“There are winged horses that live in the mirrors of Briar Hill hospital—the mirrors that reflect the elegant rooms once home to a princess, now filled with sick children. Only Emmaline can see the creatures. It is her secret.
One morning, Emmaline climbs over the wall of the hospital’s abandoned gardens and discovers something incredible: a white horse with a broken wing has left the mirror-world and entered her own.
The horse, named Foxfire, is hiding from a dark and sinister force—a Black Horse who hunts by colorless moonlight. If Emmaline is to keep him from finding her new friend, she must surround Foxfire with treasures of brilliant shades. But where can Emmaline find color in a world of gray?” ~Amazon description
Brittney Joy’s Review ~ Wow… I didn’t expect this book to sneak up on me like that. I read a lot of YA, but I rarely pickup a middle grade novel. On top of that, I shy away from historical settings because they are a little too close to reality for me (and sometimes, reality can be scary). I read a review of this book on a blog I love (Liber Destella - checkout Sara’s blog because it’s awesome) and I added it to my GoodReads to-read list where it stayed for nearly a year. Then, around Christmas time, I noticed that the audiobook was available through my library and I downloaded it. It immediately sucked me in and grabbed my heart.
The Secret Horses of Briar Hill is set in WWII at a children’s hospital filled with sick kiddos. Sounds depressing, right? It’s not. This book is filled with hope and magic and determination. I immediately fell in love with the main character, Emmaline, who can see winged horses in the mirrors. She’s convinced she’s the only one that can see them and the only one that can save a certain winged horse that is hiding in her world, outside the mirrors.
This book reads like a classic and I really enjoyed the audiobook’s narrator. The narrator has a British accent, but it’s not overpowering. I’ve listened to other audiobooks where a narrator’s accent is distracting because it’s hard to understand what they are saying, but that wasn’t the case with this audiobook. The narrator’s British accent added to the story. Actually, it felt like Mary Poppins was reading me a book at bedtime. I loved it!

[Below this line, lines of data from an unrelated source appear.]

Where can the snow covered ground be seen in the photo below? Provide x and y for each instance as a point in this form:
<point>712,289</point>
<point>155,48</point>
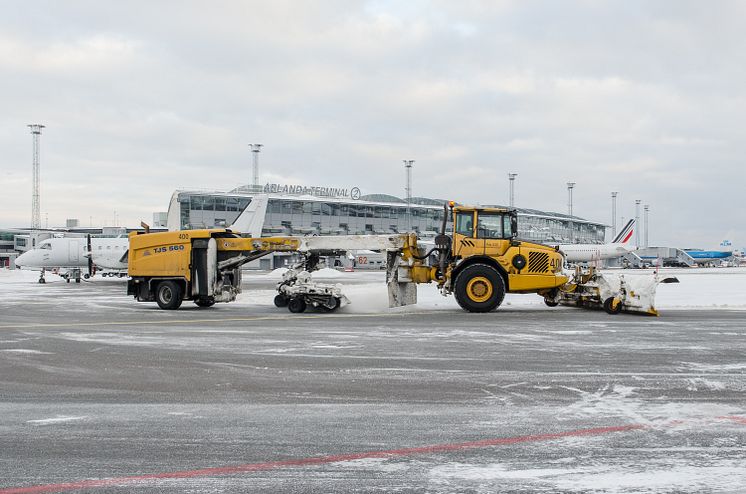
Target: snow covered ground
<point>96,385</point>
<point>698,288</point>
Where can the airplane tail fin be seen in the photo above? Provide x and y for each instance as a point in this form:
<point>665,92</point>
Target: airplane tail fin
<point>251,219</point>
<point>625,234</point>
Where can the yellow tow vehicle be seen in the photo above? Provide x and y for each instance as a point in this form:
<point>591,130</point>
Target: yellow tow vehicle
<point>478,263</point>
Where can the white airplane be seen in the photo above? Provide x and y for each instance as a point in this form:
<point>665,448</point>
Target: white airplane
<point>251,220</point>
<point>68,256</point>
<point>596,252</point>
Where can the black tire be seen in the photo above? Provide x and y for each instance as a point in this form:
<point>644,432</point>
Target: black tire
<point>334,305</point>
<point>296,305</point>
<point>608,306</point>
<point>479,288</point>
<point>168,295</point>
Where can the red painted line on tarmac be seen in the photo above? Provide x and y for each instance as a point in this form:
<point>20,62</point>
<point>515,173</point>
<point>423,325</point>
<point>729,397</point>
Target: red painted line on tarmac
<point>318,460</point>
<point>735,418</point>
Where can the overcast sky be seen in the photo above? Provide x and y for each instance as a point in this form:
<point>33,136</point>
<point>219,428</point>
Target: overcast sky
<point>647,98</point>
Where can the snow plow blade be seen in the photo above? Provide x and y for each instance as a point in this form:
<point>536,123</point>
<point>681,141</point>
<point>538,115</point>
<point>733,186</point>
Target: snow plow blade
<point>613,292</point>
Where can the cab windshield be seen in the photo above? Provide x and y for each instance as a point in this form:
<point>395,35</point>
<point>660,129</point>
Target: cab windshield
<point>494,225</point>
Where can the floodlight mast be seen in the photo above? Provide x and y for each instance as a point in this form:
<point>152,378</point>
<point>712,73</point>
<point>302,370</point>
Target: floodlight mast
<point>637,222</point>
<point>35,192</point>
<point>255,149</point>
<point>570,186</point>
<point>613,214</point>
<point>511,177</point>
<point>408,190</point>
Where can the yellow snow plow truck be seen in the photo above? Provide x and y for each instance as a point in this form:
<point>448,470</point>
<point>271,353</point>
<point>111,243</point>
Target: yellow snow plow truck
<point>478,262</point>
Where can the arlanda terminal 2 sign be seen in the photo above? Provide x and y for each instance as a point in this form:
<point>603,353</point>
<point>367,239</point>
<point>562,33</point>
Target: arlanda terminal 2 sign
<point>302,190</point>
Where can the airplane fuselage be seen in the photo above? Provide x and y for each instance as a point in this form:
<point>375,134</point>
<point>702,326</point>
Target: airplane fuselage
<point>72,253</point>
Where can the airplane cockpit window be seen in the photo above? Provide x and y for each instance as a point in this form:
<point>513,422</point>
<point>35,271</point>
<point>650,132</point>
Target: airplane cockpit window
<point>490,226</point>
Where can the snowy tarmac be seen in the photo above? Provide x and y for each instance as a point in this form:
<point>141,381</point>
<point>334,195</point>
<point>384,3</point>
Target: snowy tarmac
<point>104,394</point>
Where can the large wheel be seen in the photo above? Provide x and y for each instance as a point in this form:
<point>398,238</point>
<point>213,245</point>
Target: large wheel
<point>609,306</point>
<point>479,288</point>
<point>334,304</point>
<point>168,295</point>
<point>296,305</point>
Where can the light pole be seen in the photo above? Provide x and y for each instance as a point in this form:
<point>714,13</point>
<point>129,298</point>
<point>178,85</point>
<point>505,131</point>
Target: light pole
<point>637,222</point>
<point>408,190</point>
<point>511,177</point>
<point>613,214</point>
<point>570,186</point>
<point>35,194</point>
<point>255,149</point>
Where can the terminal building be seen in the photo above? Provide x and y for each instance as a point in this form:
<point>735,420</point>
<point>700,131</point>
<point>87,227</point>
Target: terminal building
<point>301,210</point>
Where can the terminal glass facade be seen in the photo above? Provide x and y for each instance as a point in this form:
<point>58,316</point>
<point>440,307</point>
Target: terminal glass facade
<point>372,214</point>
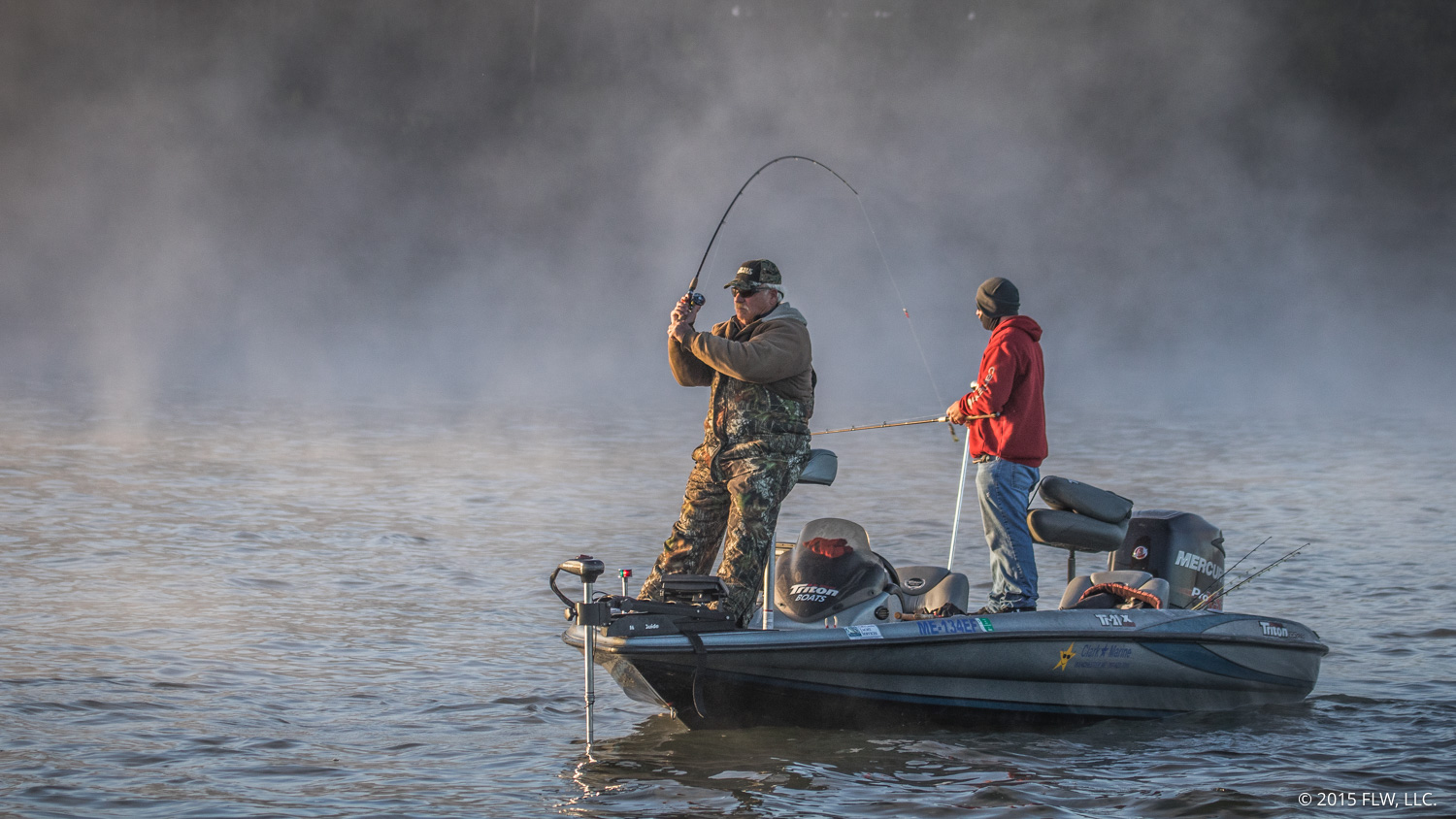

I flew through this book, enjoying the world as it unfolded. I loved how the winged horses were incorporated because they were symbolic to what was happening in Emmaline’s real world (in the hospital). This book pulled at my heart strings as I rooted for the brave main character, her sweet friend Anna, Thomas the secretive & caring gardener, and Foxfire the broken-winged horse. I’d suggest this for anyone 11 years+ as there are some tough subjects (death), but ultimately this story is one of bravery, determination, and magic (unseen and that of the heart).
Bonus: In the audiobook there is an author’s note at the end which explains where Shepherd got her inspiration for The Secret Horses of Briar Hill. She notes that the inspiration was very personal for her because (during her research of WWII & childhood illnesses) she discovered memorabilia, letters, and photos from her grandfather’s time in WWII. In one of his letters, her grandfather noted the importance of finding beauty in the darkness of war. This struck Shepherd and that is what she wrote about in The Secret Horses of Briar Hill … finding beauty in a dark place.
LOVED. ONE OF MY FAVORITE READS OF 2018.